Eggs and Cholesterol Have a Complicated Health Relationship — What Have We Gotten Wrong?



Key Takeaways on Eggs and Cholesterol

  • In the 1960s, the American Heart Association (AHA) issued a warning that egg consumption led to higher cholesterol levels. As a result, egg consumption plummeted in the U.S.
  • A 2015 study found that the AHA warning may have been slightly overstated; sentiment around eggs and cholesterol levels began to improve, and consumption rose.
  • Another study from 2025 actually links eggs to improving cholesterol levels.

In 1968, the egg had a great fall. The American Heart Association (AHA) warned that egg consumption led to high cholesterol. They advised adults to limit their egg intake to no more than three whole eggs per week.

Many Americans heeded the advice. They slashed scrambled eggs from breakfast, stopped bringing egg salad sandwiches to picnics, and omitted poached eggs from frisée salads.

Then, in 2015, the guidelines changed, and cholesterol warnings were removed. Eggs were exonerated. In recent years, researchers have realized the real culprit behind high cholesterol. And they’ve also learned how eggs may actually combat, not cause, high cholesterol.

Warnings for Eggs and Cholesterol

Consumers typically ignore dietary guidelines, but the 1968 warning against eggs was different. It was one of the first food items called out by a health organization as problematic, according to a 2015 study in Nutrients. The AHA “admonished” the egg, as one researcher put it, and argued that eggs needed to be restricted to lower a person’s risk of cardiovascular disease.

“Past dietary recommendations were based on the assumption that the high levels of cholesterol in eggs would increase LDL-cholesterol, which increases the risk of cardiovascular disease,” Jonathan D. Buckley, the dean of the School of Allied Health and Human Performance at Adelaide University in Australia, told Discover.

The egg was tried in the court of public opinion and found guilty. Long-term studies have confirmed that American consumers avoided eggs in the decades following the AHA warning.

In the early 1970s, participants in a long-term study reported eating a mean of 3.6 eggs per week. But in the follow-up surveys in the 1980s and 1990s, respondents said they had dropped their egg consumption to a mean of 1.8 per week, according to a 2025 study in Nutrients.


Read More: How Eggs Can Harbor Salmonella, Even When They Look Perfectly Clean


Rethinking Eggs Impact on Cholesterol

After egg warnings were ditched in 2015, the egg’s public image began to improve, and respondents to the long-term study reported eating eggs at a rate closer to what was seen in the 1970s.

Scientists also changed their stance on eggs after evidence confirmed that although eggs are high in cholesterol, they do not raise LDL-cholesterol in most people.

“We now know that it is saturated fat in the diet that is the problem, not eggs,” Buckley told Discover.
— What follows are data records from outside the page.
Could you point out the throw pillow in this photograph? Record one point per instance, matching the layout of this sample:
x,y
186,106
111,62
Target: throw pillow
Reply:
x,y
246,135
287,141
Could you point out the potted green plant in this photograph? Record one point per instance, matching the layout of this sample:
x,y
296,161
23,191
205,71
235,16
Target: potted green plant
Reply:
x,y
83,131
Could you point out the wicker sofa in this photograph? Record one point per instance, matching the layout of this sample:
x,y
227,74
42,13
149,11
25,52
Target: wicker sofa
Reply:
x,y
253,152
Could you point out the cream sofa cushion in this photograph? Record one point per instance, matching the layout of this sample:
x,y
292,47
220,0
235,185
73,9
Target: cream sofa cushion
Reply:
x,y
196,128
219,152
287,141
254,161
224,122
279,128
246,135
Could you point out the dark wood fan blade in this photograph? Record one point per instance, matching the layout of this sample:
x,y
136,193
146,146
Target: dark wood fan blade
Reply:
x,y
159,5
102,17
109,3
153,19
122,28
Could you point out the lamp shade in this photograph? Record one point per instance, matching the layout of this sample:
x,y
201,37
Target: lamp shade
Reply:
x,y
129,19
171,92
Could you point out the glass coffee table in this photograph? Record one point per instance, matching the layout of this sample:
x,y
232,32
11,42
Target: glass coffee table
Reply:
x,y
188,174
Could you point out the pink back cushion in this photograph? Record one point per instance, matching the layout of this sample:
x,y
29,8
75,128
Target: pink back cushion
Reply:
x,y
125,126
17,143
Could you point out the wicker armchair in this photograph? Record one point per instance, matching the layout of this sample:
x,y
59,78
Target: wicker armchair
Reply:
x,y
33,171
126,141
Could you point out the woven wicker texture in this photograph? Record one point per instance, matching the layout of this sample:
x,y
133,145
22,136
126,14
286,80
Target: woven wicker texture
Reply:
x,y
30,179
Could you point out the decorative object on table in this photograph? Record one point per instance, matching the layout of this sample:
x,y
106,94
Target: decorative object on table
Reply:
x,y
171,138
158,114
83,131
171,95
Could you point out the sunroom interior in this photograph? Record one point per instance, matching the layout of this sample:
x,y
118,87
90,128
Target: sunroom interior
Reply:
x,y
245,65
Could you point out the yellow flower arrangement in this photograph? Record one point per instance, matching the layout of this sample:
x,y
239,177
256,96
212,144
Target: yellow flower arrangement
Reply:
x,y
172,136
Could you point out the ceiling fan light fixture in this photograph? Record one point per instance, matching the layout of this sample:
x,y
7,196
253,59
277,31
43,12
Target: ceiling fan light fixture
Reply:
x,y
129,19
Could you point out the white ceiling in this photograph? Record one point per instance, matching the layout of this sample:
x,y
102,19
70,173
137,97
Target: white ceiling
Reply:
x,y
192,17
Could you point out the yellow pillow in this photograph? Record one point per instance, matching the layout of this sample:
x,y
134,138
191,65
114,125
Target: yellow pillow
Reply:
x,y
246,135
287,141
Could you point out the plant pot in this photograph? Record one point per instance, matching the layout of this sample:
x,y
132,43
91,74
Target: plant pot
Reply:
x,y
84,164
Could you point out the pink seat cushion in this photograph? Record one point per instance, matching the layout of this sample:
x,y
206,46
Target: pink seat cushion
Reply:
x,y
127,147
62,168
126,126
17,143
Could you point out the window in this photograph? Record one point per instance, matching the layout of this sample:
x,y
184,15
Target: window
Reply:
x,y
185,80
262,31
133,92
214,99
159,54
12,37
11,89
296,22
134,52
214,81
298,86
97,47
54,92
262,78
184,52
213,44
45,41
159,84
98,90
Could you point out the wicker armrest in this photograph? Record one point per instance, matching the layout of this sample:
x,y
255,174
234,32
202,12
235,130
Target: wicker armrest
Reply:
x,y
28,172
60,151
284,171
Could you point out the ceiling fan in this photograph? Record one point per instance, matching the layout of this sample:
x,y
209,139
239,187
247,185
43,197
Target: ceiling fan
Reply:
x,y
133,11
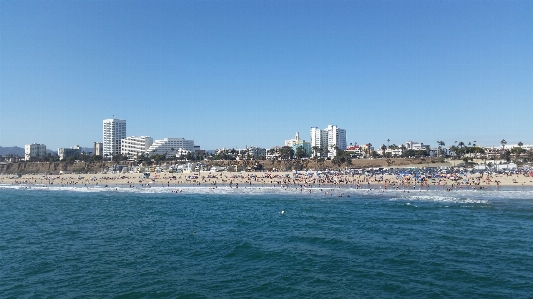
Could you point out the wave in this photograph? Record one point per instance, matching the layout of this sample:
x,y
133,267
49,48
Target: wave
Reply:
x,y
468,196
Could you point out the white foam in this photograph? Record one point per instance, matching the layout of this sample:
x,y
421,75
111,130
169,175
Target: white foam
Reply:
x,y
457,196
Once eggs were acquitted and scientists knew the real culprit was saturated fat, researchers began to question if eating eggs daily could help a person lower their cholesterol.

In 2025, Buckley was part of a team of researchers who measured whether dietary cholesterol or saturated fat had an impact on a person’s LDL-cholesterol. They found eggs to be the ideal study subject.

“Eggs are a bit unique in that they are one of the few foods […] that is high in cholesterol and low in saturated fat, so they are ideal for using in a study to manipulate dietary cholesterol and saturated fat intakes independently […] to examine the effects of each on LDL-cholesterol,” Buckley told Discover.

Eggs May Actually Improve Cholesterol

In the study, which was published in the American Journal of Clinical Nutrition, 48 participants finished a five-week restricted diet. They were split into three groups. The EGG group was instructed to eat two eggs per day as part of a high-cholesterol, low-saturated-fat diet. The EGG-FREE group couldn’t eat eggs, and they had to aim for a low-cholesterol, high-saturated fat diet. The control group, CON, had a high-saturated-fat, high-cholesterol diet with up to one egg per week.

The participants started the study with similar LDL-cholesterol levels. But after five weeks, the EGG group had lower LDL cholesterol than the other two groups.

“This means that the more saturated fat a person ate, the higher their LDL-cholesterol was,” Buckley told Discover. “There was no such relationship with dietary cholesterol intake. Therefore, it is saturated fat intake that increases LDL-cholesterol, not cholesterol intake.”

Does this also mean people can go back to eating eggs?

“Yes, people can have eggs every day,” Buckley said. “We have shown that it is fine to eat two eggs per day.”

This article is not offering medical advice and should be used for informational purposes only.